The Ear of the Behearer

The Ear of the Behearer

If we can somehow relate to a sonic signal, we can listen to it as music, but it is noise if we are trying to tune it out or feel somehow that that sonic signal is an intrusion.

Written By

Frank J. Oteri

Frank J. Oteri is an ASCAP-award winning composer and music journalist. Among his compositions are Already Yesterday or Still Tomorrow for orchestra, the "performance oratorio" MACHUNAS, the 1/4-tone sax quartet Fair and Balanced?, and the 1/6-tone rock band suite Imagined Overtures. His compositions are represented by Black Tea Music. Oteri is the Vice President of the International Society for Contemporary Music (ISCM) and is Composer Advocate at New Music USA where he has been the Editor of its web magazine, NewMusicBox.org, since its founding in 1999.

Last Friday I was invited to participate in an on-air conversation on WNYC with John Schaefer and Paul D. Miller (a.k.a. DJ Spooky “That Subliminal Kid”). In 40 minutes we attempted to define the differences between noise and music. We began by pondering whether or not these two realms can even be separated nowadays. It was a fascinating talk and had there not been other radio guests waiting in the wings, we might have kept talking for hours.

The three of us pretty much came to a consensus that while there really are no longer any hard and fast sonic boundaries separating noise from music, distinguishing one from the other is ultimately based on the context of the sonic content and, perhaps more importantly, on how the people listening perceive it. In other words, as I jokingly quipped at one point, it’s all in the ear of the behearer.

John Cage’s final attempt to define music simply as “sounds heard” offers a good starting point for a viable and universally acceptable definition for the 21st century in that it is predicated on the listener rather than what is being heard. But perhaps Cage does not go far enough in taking into account the subjectivity that inevitably clouds all perception of what we hear. If we can somehow “relate” to a sonic signal, we can listen to it as music. Further, if we feel we can understand that sonic signal and can associate specific meanings with it, it becomes language. But it is noise if we are trying to tune it out or feel somehow that that sonic signal is an intrusion. (Perhaps it is getting in the way of our ability to listen to something we’ve already accepted as music or language.)

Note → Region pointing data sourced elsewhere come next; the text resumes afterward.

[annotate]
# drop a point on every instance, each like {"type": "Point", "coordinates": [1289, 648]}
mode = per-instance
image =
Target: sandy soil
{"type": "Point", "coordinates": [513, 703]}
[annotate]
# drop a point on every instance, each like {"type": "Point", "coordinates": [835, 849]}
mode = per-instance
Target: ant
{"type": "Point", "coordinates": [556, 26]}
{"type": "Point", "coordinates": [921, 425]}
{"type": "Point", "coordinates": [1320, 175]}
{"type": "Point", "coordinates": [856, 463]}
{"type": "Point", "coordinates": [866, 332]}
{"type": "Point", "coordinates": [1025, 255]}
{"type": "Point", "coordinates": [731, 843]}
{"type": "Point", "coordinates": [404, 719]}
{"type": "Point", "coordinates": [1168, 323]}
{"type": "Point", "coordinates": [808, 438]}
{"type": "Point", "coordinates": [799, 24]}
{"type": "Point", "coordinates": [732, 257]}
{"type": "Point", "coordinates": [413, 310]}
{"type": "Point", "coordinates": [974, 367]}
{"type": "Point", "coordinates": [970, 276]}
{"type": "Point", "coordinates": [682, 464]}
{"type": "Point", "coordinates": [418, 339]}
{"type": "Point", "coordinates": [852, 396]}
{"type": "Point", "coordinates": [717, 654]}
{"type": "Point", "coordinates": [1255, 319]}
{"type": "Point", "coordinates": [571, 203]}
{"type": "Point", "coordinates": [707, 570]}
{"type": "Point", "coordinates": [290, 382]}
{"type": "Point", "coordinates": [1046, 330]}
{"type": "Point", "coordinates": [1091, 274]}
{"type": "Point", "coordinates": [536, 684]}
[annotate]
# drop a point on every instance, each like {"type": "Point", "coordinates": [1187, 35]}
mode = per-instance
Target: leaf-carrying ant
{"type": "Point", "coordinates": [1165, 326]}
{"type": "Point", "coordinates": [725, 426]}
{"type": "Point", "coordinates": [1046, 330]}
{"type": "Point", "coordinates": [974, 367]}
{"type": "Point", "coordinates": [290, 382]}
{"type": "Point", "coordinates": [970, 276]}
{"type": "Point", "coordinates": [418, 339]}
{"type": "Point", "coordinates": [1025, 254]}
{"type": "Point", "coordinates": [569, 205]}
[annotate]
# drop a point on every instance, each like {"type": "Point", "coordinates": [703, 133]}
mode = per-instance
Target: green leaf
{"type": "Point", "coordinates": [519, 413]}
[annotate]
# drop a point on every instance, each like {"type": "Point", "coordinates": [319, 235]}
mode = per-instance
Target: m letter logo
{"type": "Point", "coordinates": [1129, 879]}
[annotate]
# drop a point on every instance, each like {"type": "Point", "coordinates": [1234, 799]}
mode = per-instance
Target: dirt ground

One of the more fascinating syntactical oxymorons is the term “noise music”. We’ve actually previously explored the ramifications of this term on these pages with Paul Hegarty, who penned the book Noise / Music. But it’s worth repeating that I think the term is ultimately impossible to define, e.g. a fan of the Japanese composer/performer Merzbow, who specializes in creating a relentless excruciating din, is perhaps the world’s leading exponent of noise. But to his longtime fans, for whom his sonic assaults can’t possibly have shock value anymore, what he does is clearly music. Therefore, ironically, what he is doing is ultimately not noise, since we just defined noise as something people don’t want to hear. An online respondent to the WNYC program, in fact, stated that there is music she hears and loves during the day, but when that same music wakes her up in the middle of the night, it is noise.

The night before I chatted with John and Paul, I attended the Center for Contemporary Opera’s production of Neither. It was hard to believe that this hour-long 1977 opera with music by Morton Feldman and libretto by Samuel Beckett had never previously been presented staged in the United States. I’ve had the Wergo CD for years, and I’ve always loved the music, though I never quite “got it” as an opera. There’s admittedly little that can be got. It’s vintage Feldman, consisting of quiet repetitions of directionless angular melodies accompanied by atonal harmonies that are equally in a sonic limbo. And Beckett’s text consists of only a handful of characteristically erudite phrases.

But even though the staging compounds Neither‘s elusiveness, it actually completes it. From behind a screen, Kiera Duffy sang Feldman’s unforgiving melody—an almost impossible undertaking that she proved was possible—while words flashed across a screen and a silent actor, Roman Maria Mueller, appeared poised to move in a variety of directions but mostly never did. It turned out to be an extremely compelling theatrical experience, believe it or not. (And more often than not I wasn’t even bothered by the piano plus sampled keyboard realization of the score.)

However, others might question whether such a piece actually communicates anything—I was mesmerized by it although I don’t think I understood it. Therefore a piece that combines music and language in such a way ultimately contradicts the definition I just set up a few paragraphs earlier for language as distinct from music and noise. But few would probably think that Neither is noise—although surprisingly someone walked out about two-thirds of the way through, which seemed a particularly odd point to decide to spend one’s time differently; human behavior is often inexplicable. Perhaps the most rewarding aspect about any innovative work of art—whether it is music, theatre, dance, or something in the visual arts—is that it will ultimately tear down any definition you try to set up.